Gruber läutete. Einige Minuten lang geschah nichts, doch gerade, als Bennos Partner die Hand hob, um ein weiteres Mal auf die Schelle zu drücken, wurde geöffnet. Nur langsam schwang die schwere Tür nach innen und eine schlanke Frau mittleren Alters erschien auf der Schwelle. Die Ähnlichkeit ihres Gesichts mit dem ihres toten Sohnes war frappierend, doch es drückte eine schwer zu fassende Mischung aus Angst und Hoffnung aus, die Benno nur zu gut kannte. Er hatte sie im Laufe seines Berufslebens schon mehr als ein Mal gesehen und nur selten hatte er positive Nachrichten für die jeweiligen Personen gehabt.
Er holte tief Atem und versuchte sich zu wappnen für das, was ihnen bevorstand. Es lag auf der Hand, dass die Frau vor ihm von dem Leichenfund im Wald wusste. Die Zeitungen waren voll davon gewesen und auch im Fernsehen und im Internet wurde darüber berichtet. Und nicht zuletzt hatte man die Familie um deren Einverständnis zur Herausgabe der zahnärztlichen Unterlagen gebeten.

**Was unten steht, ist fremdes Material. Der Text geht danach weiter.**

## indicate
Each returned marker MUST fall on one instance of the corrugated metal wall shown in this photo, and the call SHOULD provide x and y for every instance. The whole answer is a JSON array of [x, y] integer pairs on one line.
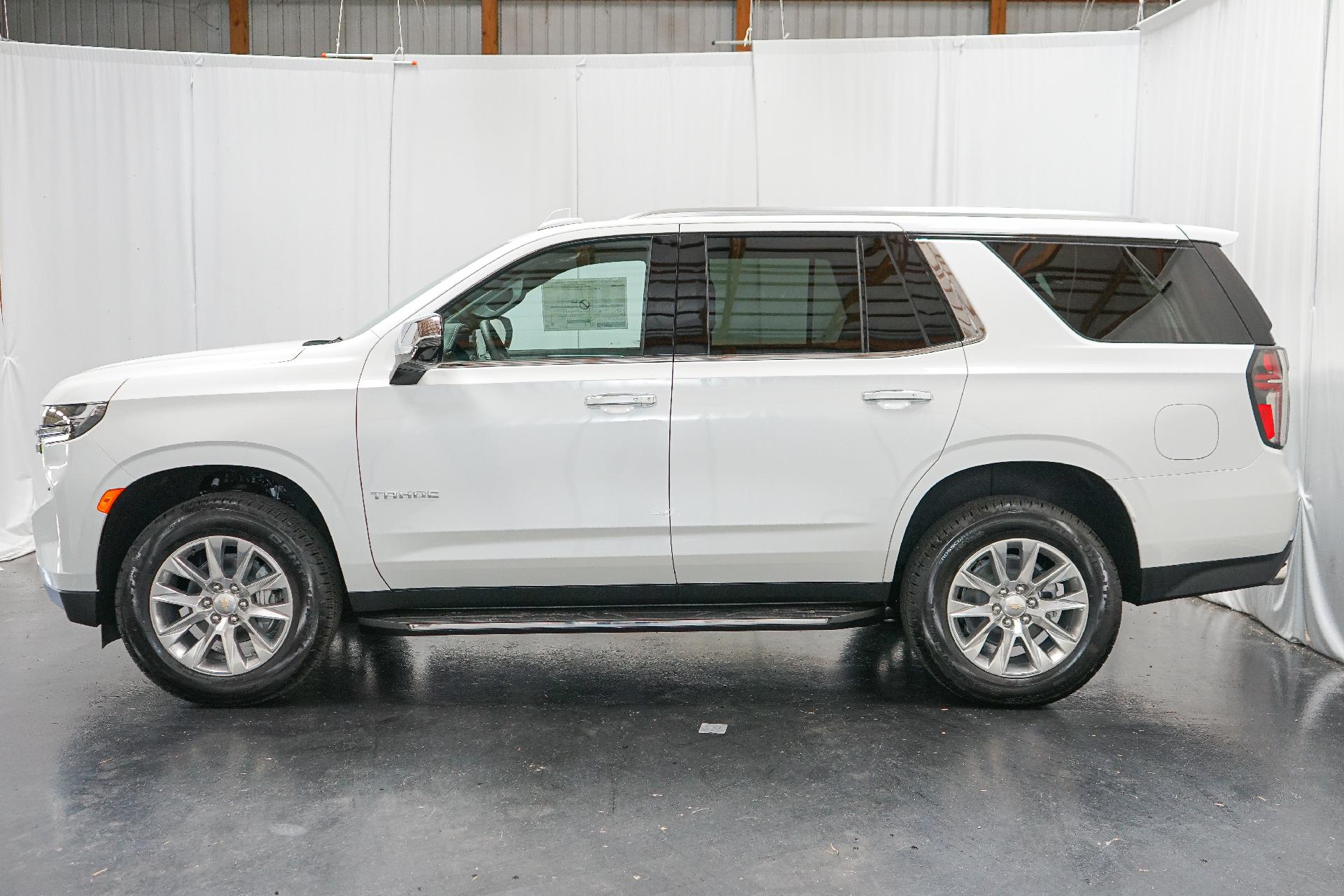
[[866, 19], [308, 27], [1035, 18], [139, 24], [613, 26]]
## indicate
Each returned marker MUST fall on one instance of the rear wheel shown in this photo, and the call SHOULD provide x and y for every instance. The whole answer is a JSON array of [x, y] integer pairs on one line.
[[1011, 601], [229, 598]]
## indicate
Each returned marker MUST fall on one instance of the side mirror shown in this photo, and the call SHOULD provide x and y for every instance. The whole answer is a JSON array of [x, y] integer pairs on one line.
[[419, 348]]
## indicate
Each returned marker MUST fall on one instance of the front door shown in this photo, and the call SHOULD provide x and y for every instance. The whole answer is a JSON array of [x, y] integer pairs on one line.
[[537, 454], [818, 379]]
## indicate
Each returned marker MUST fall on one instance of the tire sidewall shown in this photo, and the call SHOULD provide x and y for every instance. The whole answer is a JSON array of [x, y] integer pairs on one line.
[[1078, 545], [182, 526]]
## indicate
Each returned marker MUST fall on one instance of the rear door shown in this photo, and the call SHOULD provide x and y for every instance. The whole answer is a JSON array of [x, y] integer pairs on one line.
[[537, 453], [818, 378]]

„Guten Tag, Frau Vollmer“, hörte Benno Gruber jetzt sagen. „Gruber ist mein Name, Kriminalpolizei. Das ist mein Kollege Hagemann. Dürfen wir hereinkommen?“ Er hielt ihr seinen Dienstausweis vor die Nase, doch sie warf nur einen flüchtigen Blick darauf. Stattdessen blinzelte sie, verzog das Gesicht und Benno schoss der Gedanke durch den Kopf, dass sie in diesem Moment bereits im Bilde war. Kurz wankte sie, dann machte sie einen Schritt rückwärts und wies mit einer fahrigen Geste ins Innere des Hauses.
„Bitte“, sagte sie. Er folgte Gruber in die Diele und dann weiter ins Wohnzimmer.

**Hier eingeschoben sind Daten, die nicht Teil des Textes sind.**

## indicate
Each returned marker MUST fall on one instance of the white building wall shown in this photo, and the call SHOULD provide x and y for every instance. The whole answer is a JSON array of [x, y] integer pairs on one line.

„Nehmen Sie doch Platz“, bat Frau Vollmer und setzte sich mit eckig wirkenden Bewegungen in einen Sessel. Benno nutzte den Moment, um sich kurz umzuschauen, während er sich auf dem Sofa niederließ. Der Raum wirkte gemütlich. Die Decke war niedriger als bei modernen Häusern, dunkel gestrichene Balken lagen frei und gaben dem Zimmer, zusammen mit den grob verputzten und weiß getünchten Wänden, etwas Rustikales. Die meisten Möbel sahen nicht nur alt aus, sie waren es tatsächlich, wenn auch gut erhalten und gepflegt. Das galt sowohl für den schweren Esstisch mit den sechs Stühlen als auch für den wuchtigen Schrank mit den winzigen Butzenscheiben in seinen Türen und den Schreibtisch, der unter einem der drei kleinen Fenster auf der rechten Seite des Raumes stand. Der Computerbildschirm darauf stach heraus, fügte sich aber irgendwie trotzdem, ebenso wie die beiden modernen Bücherregale, einigermaßen harmonisch ins Gesamtbild ein. Auf dem blank polierten Holzfußboden waren gewebte Teppiche in warmen Farben verteilt und an den Wänden hingen gerahmte Familienfotos. Alles war sauber und ordentlich.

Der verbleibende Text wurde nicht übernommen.